Michayla’s visits to Vandy started when she was diagnosed with liver cancer at 6 months old. Now, although a year of chemo treatments stopped the cancer, she needs a new liver.
Actually, about 70 percent of Michayla’s liver had to be surgically removed Rachel said, but doctors thought the remaining 30 percent would rejuvenate. They told her family that’s what usually happens, but in Michayla’s case her liver developed cirrhosis instead.
After the treatments for the cancer were complete, Rachel said, Michayla was pretty stable earlier this year. Then she started having varices bleeds caused by her damaged liver. The bleeds happen when veins in her throat rupture and cause her to vomit blood.
But her mother added, “God has truly blessed us with her. She can be at Vandy with tubes coming out everywhere in Thursday and on Monday she’s back in school like nothing happened.”
Her teacher, Vicki Shelton, agrees, saying she’s glad to be able to help the family because Michayla is so brave and sweet.
A bad bleed last September meant Michayla had to be taken to Vandy by LifeFlight helicopter. The incident led to her being moved to near the top of the list for a transplant.
And since the procedure costs about $500,000 and not all of that is covered by insurance, the family was referred to Children’s Organ Transplant Association (COTA). The organization helps families raise the money needed to pay expenses not covered by insurance. The money remains in an account for the patient until it’s needed for any transplant related expenses.
“Transplant patients have to deal with rejection problems the rest of their lives,” Rachel said. “COTA means if she has a rejection at 45 and needs the money, it will still be there.”
Doctors at Vandy said about two weeks ago that Michayla would probably get a new liver within a month, so her family is planning on rushing her back to Vandy any day.
They see that as fortunate, too, since up until about a year ago the nearest hospital that did liver transplants was in Philadelphia. Now, however, there is a doctor at Vandy who does the surgery.
When Michayla moved up the list, her classmates and teacher decided it was time to help.
Shelton said she told the principal about Michayla’s problems, and he agreed the school should help.
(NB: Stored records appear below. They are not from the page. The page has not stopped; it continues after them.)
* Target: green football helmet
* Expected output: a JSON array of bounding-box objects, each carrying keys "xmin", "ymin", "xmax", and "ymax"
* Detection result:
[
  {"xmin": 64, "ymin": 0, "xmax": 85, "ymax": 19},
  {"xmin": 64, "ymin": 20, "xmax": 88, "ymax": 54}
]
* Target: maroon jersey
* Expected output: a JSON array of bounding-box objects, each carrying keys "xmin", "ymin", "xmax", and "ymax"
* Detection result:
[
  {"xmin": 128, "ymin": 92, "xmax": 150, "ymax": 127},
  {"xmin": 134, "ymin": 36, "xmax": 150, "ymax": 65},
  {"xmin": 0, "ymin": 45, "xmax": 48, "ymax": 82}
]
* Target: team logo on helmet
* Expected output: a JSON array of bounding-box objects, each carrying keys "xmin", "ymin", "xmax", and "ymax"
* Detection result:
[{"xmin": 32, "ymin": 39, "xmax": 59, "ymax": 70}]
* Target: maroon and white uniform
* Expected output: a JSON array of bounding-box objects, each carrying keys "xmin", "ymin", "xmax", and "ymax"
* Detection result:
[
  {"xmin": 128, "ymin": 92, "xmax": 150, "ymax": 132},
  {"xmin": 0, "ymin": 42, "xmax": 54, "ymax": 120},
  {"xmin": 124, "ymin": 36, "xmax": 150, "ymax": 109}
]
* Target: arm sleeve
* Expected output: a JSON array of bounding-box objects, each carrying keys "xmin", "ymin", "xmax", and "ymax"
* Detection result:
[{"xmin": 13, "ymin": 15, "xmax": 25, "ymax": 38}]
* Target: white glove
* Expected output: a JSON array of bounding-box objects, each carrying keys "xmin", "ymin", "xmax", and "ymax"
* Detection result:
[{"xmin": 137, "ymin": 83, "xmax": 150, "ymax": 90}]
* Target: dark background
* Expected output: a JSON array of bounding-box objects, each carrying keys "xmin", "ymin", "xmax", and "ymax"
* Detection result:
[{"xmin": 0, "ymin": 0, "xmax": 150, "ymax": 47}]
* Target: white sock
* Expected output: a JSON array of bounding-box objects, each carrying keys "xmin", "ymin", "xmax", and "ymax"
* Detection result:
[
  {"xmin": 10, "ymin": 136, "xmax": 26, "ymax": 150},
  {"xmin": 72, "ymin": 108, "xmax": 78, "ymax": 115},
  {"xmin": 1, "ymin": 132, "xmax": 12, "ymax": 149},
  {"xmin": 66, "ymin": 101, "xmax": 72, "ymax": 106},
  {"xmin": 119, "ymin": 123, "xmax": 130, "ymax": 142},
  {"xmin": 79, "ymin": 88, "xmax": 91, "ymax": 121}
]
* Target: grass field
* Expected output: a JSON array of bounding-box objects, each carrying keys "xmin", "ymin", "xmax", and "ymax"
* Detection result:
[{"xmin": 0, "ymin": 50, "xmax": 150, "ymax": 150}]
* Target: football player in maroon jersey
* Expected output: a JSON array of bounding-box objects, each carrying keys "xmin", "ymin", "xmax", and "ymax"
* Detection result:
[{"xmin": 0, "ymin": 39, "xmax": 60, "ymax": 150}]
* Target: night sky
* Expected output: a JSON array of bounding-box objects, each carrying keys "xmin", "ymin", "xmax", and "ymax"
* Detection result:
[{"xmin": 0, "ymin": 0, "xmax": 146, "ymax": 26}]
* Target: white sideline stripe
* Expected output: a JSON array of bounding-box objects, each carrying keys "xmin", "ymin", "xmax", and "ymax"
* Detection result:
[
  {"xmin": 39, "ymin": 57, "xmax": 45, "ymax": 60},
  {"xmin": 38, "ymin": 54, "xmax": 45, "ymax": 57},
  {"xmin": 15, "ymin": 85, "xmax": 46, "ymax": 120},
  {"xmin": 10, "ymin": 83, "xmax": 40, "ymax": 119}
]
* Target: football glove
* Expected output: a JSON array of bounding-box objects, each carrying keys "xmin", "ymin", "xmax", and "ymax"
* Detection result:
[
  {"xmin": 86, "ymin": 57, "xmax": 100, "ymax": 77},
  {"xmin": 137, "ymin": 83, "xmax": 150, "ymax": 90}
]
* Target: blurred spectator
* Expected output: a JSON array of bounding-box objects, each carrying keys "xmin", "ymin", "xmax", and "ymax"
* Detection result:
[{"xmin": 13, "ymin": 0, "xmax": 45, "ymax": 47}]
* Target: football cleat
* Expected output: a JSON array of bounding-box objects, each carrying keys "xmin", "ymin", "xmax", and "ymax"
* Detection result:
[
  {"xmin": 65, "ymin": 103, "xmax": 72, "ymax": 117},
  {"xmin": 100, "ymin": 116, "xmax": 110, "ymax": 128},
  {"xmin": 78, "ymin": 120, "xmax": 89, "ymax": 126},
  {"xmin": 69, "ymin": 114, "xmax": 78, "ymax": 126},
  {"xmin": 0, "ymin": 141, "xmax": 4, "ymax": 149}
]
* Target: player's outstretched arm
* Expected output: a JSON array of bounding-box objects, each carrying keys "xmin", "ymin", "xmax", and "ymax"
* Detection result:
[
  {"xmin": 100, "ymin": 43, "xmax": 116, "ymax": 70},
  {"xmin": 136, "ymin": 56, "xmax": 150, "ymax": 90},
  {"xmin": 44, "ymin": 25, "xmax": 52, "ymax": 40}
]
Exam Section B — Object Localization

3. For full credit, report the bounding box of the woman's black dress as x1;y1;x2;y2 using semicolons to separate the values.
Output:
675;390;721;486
So T-shirts which say “Michayla’s Rays of Hope” and feature a bright sun face, were designed and the students and teachers started selling them. So far they have raised $7,000 to help Michayla and her family.
Southside also is going to have a special Michayla’s Rays of Hope fun day at the school Friday. School officials plan to present a check to her family during an assembly Friday morning.
Anyone wishing to help can attend the fun day.
One of Michayla’s favorite games to play with her mom is a “pinky-promise.” They link pinky fingers and promise, “to have lunch together, to tell the real, actual truth,” or sometimes that, “This won’t hurt.”
Anyone who would like to make a “pinky promise” to help this brave little girl can make a donation through Bank of America to an account called COTA for Michayla Nelson’s Rays of Hope fun day at the school Friday.